50 shows to see at the Edinburgh fringe 2018

The Guardian / Brian Logan & Chris Wiegand

Superstar standups, daring dance, Brexit cabaret and a Bon Jovi musical … Dive into our guide to some of the shows at the world’s biggest arts festival.

Featuring the following shows coming to Summerhall this August:


His 2012 show BigMouth was an arresting collision of speeches from the Greeks to George W Bush – told with a splash of Sondheim and Nirvana – that explored how words can lead to war. Now, in a new performance, Valentijn Dhaenens returns once more to deadly rhetoric and to what makes politicians tick.


Styled as a disarmingly jaunty joint lecture, Michael Pinchbeck’s multimedia show revisits John Berger and photographer Jean Mohr’s account of the life of an English country GP. Grounded in Berger’s thinking about art and perspective, it asks what drives a doctor who rises at night and slips an overcoat over his pyjamas to cross fields and answer his patient’s call – and, as the NHS marks 70 years, what drives today’s overloaded medics.


In the opening of JG Ballard’s 1974 novel Concrete Island, the architect hero overturns his Jaguar after screeching down a high-speed exit lane. Glasgow-based performer Mele Broomes presents her full-throttle, one-woman dance version of the cult classic to a pulsating soundscape and a blizzard of projections.


A welcome return for Sh!t Theatre’s wonderfully warm 2017 fringe smash. The duo Louise Mothersole and Rebecca Biscuit recount their pilgrimage to Dolly Parton’s Tennessee theme park and their diversion to the same state’s body farm, where human decomposition is studied. En route they unravel unexpected connections between Dolly the singer and Dolly the sheep. A show about cloning, icons and individuality, it is full of the duo’s love not just for the country star, but for each other.


Most people wouldn’t be able to name the 14 events in a tetra-decathlon, let alone compete in one. But Lauren Hendry cheerily decided to give a world championships a go despite being a self-proclaimed “serious amateur”. Her one-woman show is a 60-minute stroll through what happened, directed by Jenna Watt, who won strong reviews for Faslane in 2016.

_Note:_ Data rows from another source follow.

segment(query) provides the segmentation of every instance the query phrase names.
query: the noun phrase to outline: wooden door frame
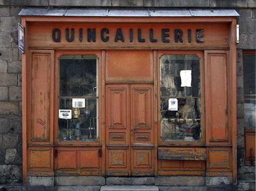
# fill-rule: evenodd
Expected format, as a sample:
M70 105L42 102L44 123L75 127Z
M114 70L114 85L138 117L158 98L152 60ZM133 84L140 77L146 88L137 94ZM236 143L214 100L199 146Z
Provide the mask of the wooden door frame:
M147 147L145 147L146 145L143 145L142 144L136 144L136 143L132 143L132 139L134 137L134 132L132 131L133 128L132 127L132 125L133 124L133 120L134 119L133 118L132 112L133 111L134 108L133 108L133 104L134 104L134 98L133 97L133 88L134 89L149 89L150 90L150 95L149 96L151 96L150 97L151 99L149 98L147 99L149 102L150 102L150 107L151 107L151 112L150 114L148 114L150 116L150 121L149 122L150 123L151 125L151 135L150 135L150 144L149 144L147 145ZM105 99L107 99L107 100L105 100L105 102L107 103L107 102L109 101L110 97L109 97L109 91L111 89L120 89L120 90L125 90L125 97L126 100L124 100L123 102L125 102L125 111L124 112L126 112L125 114L125 117L126 120L126 125L127 126L126 129L125 130L125 132L127 133L127 135L126 135L126 138L127 138L127 141L126 141L125 145L119 145L118 143L117 143L117 144L110 144L109 143L107 143L106 142L109 140L109 139L107 137L109 136L106 134L106 132L109 132L109 130L107 130L106 129L105 130L105 140L106 140L105 144L105 150L107 150L106 147L110 148L109 150L111 150L111 148L113 148L113 149L115 150L118 150L120 149L121 150L121 148L124 148L124 147L127 147L127 152L125 154L125 164L126 165L126 169L127 169L127 173L128 174L126 175L125 174L122 174L122 173L118 173L118 171L115 172L115 171L110 171L109 173L110 174L108 173L108 171L107 171L106 169L105 169L105 173L106 175L110 174L110 175L134 175L134 174L138 174L139 176L143 176L143 175L149 175L149 174L150 174L150 175L153 175L154 174L154 172L156 171L156 164L157 163L156 161L157 160L157 157L156 155L156 152L155 152L155 148L156 148L156 145L154 145L154 143L156 142L156 137L154 133L155 131L155 124L154 124L154 84L153 83L145 83L145 82L142 82L142 83L138 83L138 82L122 82L122 83L108 83L105 86L105 94L106 95L105 96ZM111 91L111 90L110 90ZM109 107L110 107L109 105ZM105 111L105 115L109 115L109 108L107 107L107 105L106 105L106 109L107 110ZM105 118L106 116L105 116ZM109 124L109 119L106 121L106 125L105 128L107 128ZM134 125L134 124L133 124ZM145 129L142 130L145 130ZM114 131L113 131L114 132ZM152 140L152 139L153 140ZM151 144L152 143L152 145ZM119 146L118 146L119 145ZM150 149L150 147L152 147L152 149ZM152 165L152 167L151 169L153 169L153 171L150 172L140 172L140 171L133 171L134 168L134 154L135 153L136 150L142 150L145 149L145 150L151 150L152 151L150 152L151 153L151 155L150 157L149 158L149 160L150 160L151 161L151 165ZM110 162L109 160L109 154L106 153L106 155L105 157L105 164L108 164ZM129 161L130 160L130 161ZM114 174L111 174L111 173L114 173ZM133 174L134 173L134 174Z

The Edinburgh film festival has long since shifted from August to the start of summer, but the fringe has a double dose of cult cinema courtesy of horror composer Claudio Simonetti and his band Goblin. They’re playing the intoxicatingly creepy original scores for George Romero’s Dawn of the Dead and Dario Argento’s Suspiria alongside screenings of the films.


Cabaret star Le Gateau Chocolat has done Shakespeare at the Globe, performed opera at Glyndebourne and addressed his depression in an intimate fringe show, Black. This year he brings his first family show to Edinburgh. His take on The Ugly Duckling draws on his difficulties at school. “Duckie isn’t just about standing up to your bullies,” he says, “it’s about making sure that you don’t become a bully yourself.”


The documentary theatre company Lung have staged politically urgent shows exploring the Chilcot inquiry, the 1985 Bradford City fire and the campaign by single mothers in Newham, east London, against their eviction. This year, Matt Woodhead and Helen Monks (who played the teenage Caitlin Moran in Raised By Wolves) present a piece based on the inquiry into a fake plot to Islamise Birmingham schools.


Katherina Radeva designed the 2017 Edinburgh hit Salt, in which Selina Thompson retraced the transatlantic slave triangle. Now, Redeva – who was born in communist Bulgaria – performs her one-woman show about the end of the cold war and reflects on borders past, present and future.


Gary McNair has already proven himself a deft observer of both macho bravado and adolescent angst, so don’t miss his new play about a fight at the school gates. His co-writer Kieran Hurley, who had a hit with Beats, creates music-fuelled shows whose soundtracks linger long in the memory. Here, the tracks come from members of the Glasgow group Frightened Rabbit. Elsewhere, McNair’s After the Cuts imagines a future without the NHS.


After eccentric comedies about five-a-side (Jumpers for Goalposts) and indie bands (Broken Biscuits) comes Yorkshire playwright Tom Wells’s one-man musical about synchronised swimming and growing up gay, staged for Hull’s year as UK City of Culture in 2017. In his words, it’s about “having a go at stuff with your mates, and being 15, and wearing armbands”. It should make a splash at this popup in-the-round stage, which can really bring Edinburgh audiences together.